Quick—name your favorite line from an inaugural address.
“Ask not what your country can do for you, but what you can do for your country.”
“The only thing we have to fear is fear itself.”
“Government is not the solution to our problem; government is the problem.”
What do they have in common? All of them are from first inaugural addresses.
Ever since Abe Lincoln delivered his second-inaugural masterpiece—“With malice toward none; with charity for all”—just one month before he was cut down by the coward John Wilkes Booth, second inaugurals have been well-written afterthoughts in the eyes of history, lacking memorable lines or defining pronouncements. Perhaps there’s a second-inaugural curse, or perhaps it’s simply that after four years in office it’s more difficult for a returning president, hemmed in by his time and actions in office, to simply lay out a compelling narrative for his political vision.
Nixon chose his post-49-state-landslide second inaugural to don his statesman robes, surveying a nation briefly more united than four years before, with Vietnam winding down and détente with the Soviets looking durable.
Reagan’s second inaugural—held inside the Capital dome on a frigid Monday—took the revolutionary tone of his first inaugural from four years before and tied it into the mainstream of American history, acclaiming the quintessential courage of the civil-rights movement, which had not seemed to self-evident to many conservatives two decades before.
Bill Clinton used the high-water mark of his presidency to proclaim that his “bridge to the 21st century” was being built—surveying the struggles and successes of the 20th and then envisioning the next, with the tech-boom-inspired optimism of the era.
The best of the bunch, surprisingly, is George W. Bush’s second inaugural—precisely because it is not a survey or a summing up. It is instead a tightly targeted speech, defining his freedom agenda and foreign policy. The speech seemed to be heavily influenced by leading neoconservative thinkers—Norman Podhoretz, in particular—and it captures an era and an ethos. Some lines age less well than others—“America will not impose our own style of government on the unwilling,” for example—but it its imagery, cadence, and economy are exemplary.

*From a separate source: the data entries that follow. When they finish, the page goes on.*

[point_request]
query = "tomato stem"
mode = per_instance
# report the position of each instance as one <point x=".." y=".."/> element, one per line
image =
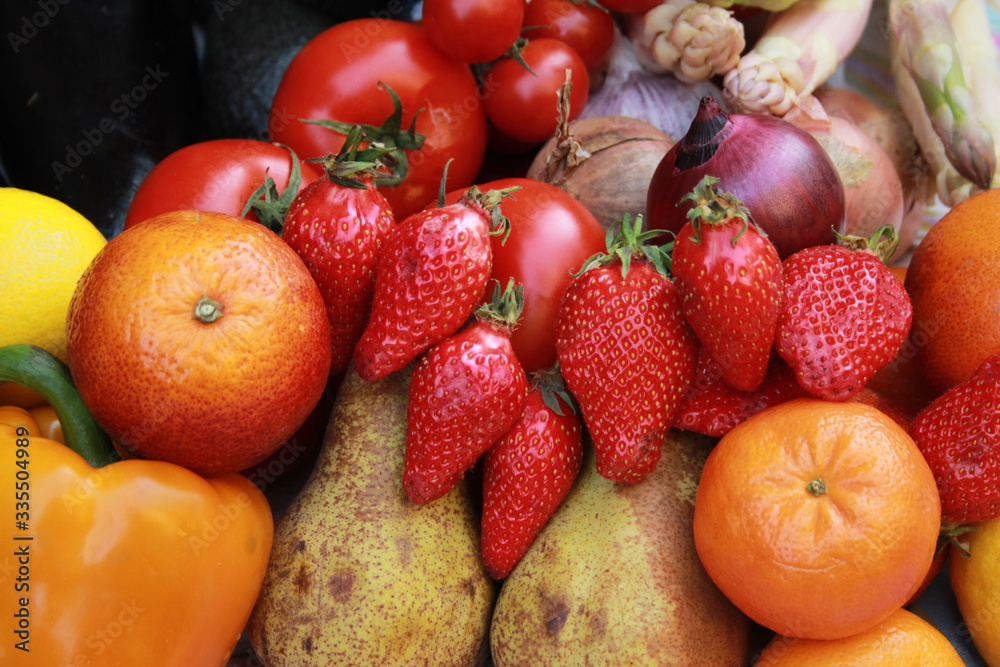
<point x="43" y="372"/>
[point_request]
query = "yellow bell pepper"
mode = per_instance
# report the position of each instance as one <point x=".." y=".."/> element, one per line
<point x="109" y="562"/>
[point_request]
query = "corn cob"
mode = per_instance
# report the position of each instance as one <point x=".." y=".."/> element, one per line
<point x="798" y="51"/>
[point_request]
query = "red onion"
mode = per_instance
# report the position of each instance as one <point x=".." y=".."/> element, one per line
<point x="781" y="173"/>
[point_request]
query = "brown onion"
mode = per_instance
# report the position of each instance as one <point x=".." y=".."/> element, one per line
<point x="872" y="190"/>
<point x="889" y="127"/>
<point x="606" y="162"/>
<point x="781" y="173"/>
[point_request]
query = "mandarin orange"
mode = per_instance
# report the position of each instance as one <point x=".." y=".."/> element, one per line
<point x="954" y="283"/>
<point x="199" y="338"/>
<point x="902" y="639"/>
<point x="817" y="519"/>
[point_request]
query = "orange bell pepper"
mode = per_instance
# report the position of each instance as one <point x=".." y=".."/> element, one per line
<point x="110" y="562"/>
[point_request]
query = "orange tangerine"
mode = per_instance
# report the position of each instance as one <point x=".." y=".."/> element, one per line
<point x="817" y="519"/>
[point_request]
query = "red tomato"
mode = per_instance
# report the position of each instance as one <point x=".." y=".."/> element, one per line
<point x="217" y="175"/>
<point x="473" y="31"/>
<point x="586" y="27"/>
<point x="551" y="235"/>
<point x="522" y="103"/>
<point x="336" y="76"/>
<point x="631" y="6"/>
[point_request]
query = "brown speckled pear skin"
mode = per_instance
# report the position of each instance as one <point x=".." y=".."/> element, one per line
<point x="614" y="578"/>
<point x="359" y="575"/>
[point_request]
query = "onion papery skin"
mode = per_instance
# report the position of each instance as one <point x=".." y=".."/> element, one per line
<point x="779" y="171"/>
<point x="606" y="162"/>
<point x="873" y="192"/>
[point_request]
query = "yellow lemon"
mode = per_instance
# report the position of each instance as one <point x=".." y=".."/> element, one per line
<point x="44" y="247"/>
<point x="976" y="582"/>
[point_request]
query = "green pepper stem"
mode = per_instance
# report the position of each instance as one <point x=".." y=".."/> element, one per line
<point x="44" y="373"/>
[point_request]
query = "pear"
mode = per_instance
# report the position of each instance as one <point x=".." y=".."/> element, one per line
<point x="360" y="575"/>
<point x="614" y="578"/>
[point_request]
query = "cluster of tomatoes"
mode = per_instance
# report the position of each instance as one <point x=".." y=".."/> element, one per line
<point x="394" y="79"/>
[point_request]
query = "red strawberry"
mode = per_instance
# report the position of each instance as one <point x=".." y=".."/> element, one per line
<point x="429" y="278"/>
<point x="959" y="436"/>
<point x="527" y="474"/>
<point x="728" y="276"/>
<point x="466" y="392"/>
<point x="845" y="316"/>
<point x="711" y="406"/>
<point x="336" y="225"/>
<point x="625" y="352"/>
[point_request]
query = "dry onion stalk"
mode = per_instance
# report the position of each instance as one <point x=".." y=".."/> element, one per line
<point x="873" y="193"/>
<point x="606" y="162"/>
<point x="690" y="39"/>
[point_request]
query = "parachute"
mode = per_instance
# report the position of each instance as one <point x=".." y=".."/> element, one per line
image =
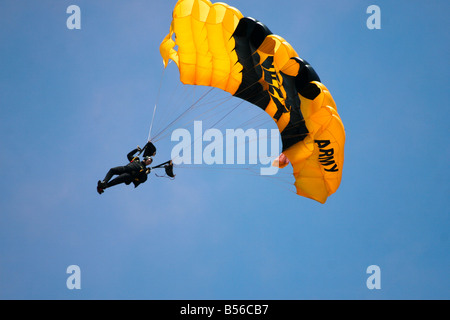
<point x="215" y="45"/>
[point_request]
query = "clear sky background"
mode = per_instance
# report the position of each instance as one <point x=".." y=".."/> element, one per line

This is the challenge that Obama will face in his second inaugural. His first was frankly not one of his better speeches—see if you can recall a single turn of phrase—in large part because it aimed to cover so many subjects. History shows that this temptation only grows with a second inaugural. Obama is unique in that before his presidency, he was an accomplished writer, and he is rightly known as an inspiring orator. But somehow those talents don’t always coalesce into him being a great communicator—storytelling is not his strength.
But with the world watching Monday, he will get a second chance to sum up this era and his administration. Fate has given him a perfect gift around which to frame the address. It is, after all, Martin Luther King Day.